却听郑大海又说道,“碗碎了,便碎了,这些年我守着富贵,也没觉得哪里好,回家就像做贼一样,生怕大山知道我有钱,给我宣扬出去,这下好了,碗碎了,那些钱财迟早都要没的,我也省得再提心吊胆。”
“非也,郑先生倒是不必担心这个,虽说阴宅风水确实会影响一些气运,但也并非仅限于此,一个人的八字命数,家宅风水,亲友命格,都会对气运造成影响。”
我淡声说完,见他还有些回不过神,便又宽慰道,“已有的钱财哪是说散就能散的?你已不是以前的你,财也早已不是以前那份财,更何况,你还娶了个好妻子。”
郑大海茫然的看向我。
我跟他说,“这世上,好人不一定有好报,但努力的人,必有所获。”
郑大海似懂非懂的点了点头,我也没再叨扰,就此告辞,正好和老瞎子坐着郑大海来时的出租车,就离开了。
到镇上的时候,吴静的车就等在路口处,似是认得这辆出租车,就将我们拦了下来,连司机一起,到旁边的小饭馆吃了顿饭。
饭桌上,吴静又多次道谢,还将说好的三万块钱,给了我跟老瞎子。
饭吃的简简单单,郑大海的病治好了,吴静很高兴,饭桌上跟我们说了很多。
原来吴静和郑大海认识,是因为吴静上大学时,是个贫困生,正是郑大海资助,才让她顺利读完了大学,那一届跟她一起被郑大海资助的学生,还有十多个。
吴静说她一开始追郑大海的时候,郑大海对她简直是如避蛇蝎,她没有办法只能先放弃,转而到郑大海的公司上班,慢慢用能力证实自己的价值和魅力。
吴静确实是个很有魅力的女人,很会把握人心,跟她聊天,不会让人觉得无话可说,或是尴尬。
饭后她也没再多留我们,知道我没手机之后,只能给了我一张名片,让我以后遇到难事,可以随时找她。
从不吃海鲜的我,也实在是想不出,能有什么难事可以找到她身上,但这名片我还是收下了。
跟老瞎子乘车回奉天城,老瞎子睡了一宿觉,这会儿又吃饱喝足,似乎才从昨晚的惊吓中彻底缓过来,念叨着问我,“你说教郑大山往坟里扎钉子的到底是什么人?这人既然想要郑大海的命,那郑大海岂不是还会遇到很多倒霉事儿?”
“这个你就别惦记了,那人并非存心针对郑大海,不然那钉子换个方位、或是换个方法扎,一夜就能让郑大海咽气。
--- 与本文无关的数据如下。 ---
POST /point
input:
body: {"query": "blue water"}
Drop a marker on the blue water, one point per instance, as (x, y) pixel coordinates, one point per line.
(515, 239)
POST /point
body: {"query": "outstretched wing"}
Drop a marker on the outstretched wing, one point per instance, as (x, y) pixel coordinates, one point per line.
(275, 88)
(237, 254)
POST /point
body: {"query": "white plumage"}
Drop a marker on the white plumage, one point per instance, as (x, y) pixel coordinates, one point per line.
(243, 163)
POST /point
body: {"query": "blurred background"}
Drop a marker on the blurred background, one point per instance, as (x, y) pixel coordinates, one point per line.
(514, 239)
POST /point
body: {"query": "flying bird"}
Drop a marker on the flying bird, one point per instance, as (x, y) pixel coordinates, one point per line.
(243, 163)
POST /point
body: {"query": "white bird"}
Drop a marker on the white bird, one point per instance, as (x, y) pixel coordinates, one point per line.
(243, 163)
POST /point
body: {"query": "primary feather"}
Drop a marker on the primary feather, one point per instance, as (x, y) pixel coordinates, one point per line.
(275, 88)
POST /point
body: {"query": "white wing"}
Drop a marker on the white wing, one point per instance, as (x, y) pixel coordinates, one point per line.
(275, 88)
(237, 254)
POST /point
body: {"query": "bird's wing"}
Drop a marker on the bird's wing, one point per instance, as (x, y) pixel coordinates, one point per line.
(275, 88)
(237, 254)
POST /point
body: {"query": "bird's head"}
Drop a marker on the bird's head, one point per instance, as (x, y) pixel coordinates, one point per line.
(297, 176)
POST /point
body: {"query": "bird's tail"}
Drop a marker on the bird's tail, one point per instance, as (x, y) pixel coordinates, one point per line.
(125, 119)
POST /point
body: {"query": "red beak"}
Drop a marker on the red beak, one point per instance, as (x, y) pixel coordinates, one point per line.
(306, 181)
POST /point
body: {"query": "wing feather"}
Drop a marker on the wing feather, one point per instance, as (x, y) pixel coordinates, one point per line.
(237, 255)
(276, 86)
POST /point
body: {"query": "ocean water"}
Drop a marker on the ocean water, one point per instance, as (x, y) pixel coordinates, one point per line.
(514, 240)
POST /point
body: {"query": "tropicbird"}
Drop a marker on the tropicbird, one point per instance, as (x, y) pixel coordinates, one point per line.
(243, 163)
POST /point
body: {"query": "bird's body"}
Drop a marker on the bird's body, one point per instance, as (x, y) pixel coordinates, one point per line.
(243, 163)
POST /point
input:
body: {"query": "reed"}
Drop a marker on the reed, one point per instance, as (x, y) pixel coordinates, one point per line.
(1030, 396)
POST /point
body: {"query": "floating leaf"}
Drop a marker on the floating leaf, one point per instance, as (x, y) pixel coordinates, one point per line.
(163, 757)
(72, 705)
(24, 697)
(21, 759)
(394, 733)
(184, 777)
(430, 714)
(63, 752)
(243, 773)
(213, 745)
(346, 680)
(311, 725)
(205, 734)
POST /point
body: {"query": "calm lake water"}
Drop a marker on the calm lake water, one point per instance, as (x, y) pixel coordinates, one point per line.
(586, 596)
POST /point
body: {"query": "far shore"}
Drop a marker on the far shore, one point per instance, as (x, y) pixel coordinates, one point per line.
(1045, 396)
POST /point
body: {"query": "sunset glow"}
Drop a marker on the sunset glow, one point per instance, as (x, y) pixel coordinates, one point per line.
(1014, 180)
”我不在意的说着,拽过外套,将自己蒙起来,打算睡觉。
老瞎子似是有点儿发懵,又嘟嘟囔囔的嘀咕了会儿。
我没搭话。
那个隐藏在背后的风水师,只是想要那只瓷碗,而瓷碗里爷爷凝气咒所附的灵气,其实很微弱,很难从地脉之气中找到,那么大一片坟地,找一只碗,最简单的办法,就是让与那只碗息息相关的郑大海出事。
只有这样,那只碗里的灵气才会因郑大海日渐微弱的生气而产生波动。
但郑大海若是真死了,这只碗反倒不好找了。
我现在比较担心的,是那人为什么要收集我爷爷的灵气。
昨夜我想了大半宿,也还是摸不着头绪。
在出租车上,想着想着,我就睡着了,到古董街之后,老瞎子将我叫醒,下车给了车费,又把三万块钱分我一半,也没再摆摊儿,就直接走人了,说是下次有活儿再联系。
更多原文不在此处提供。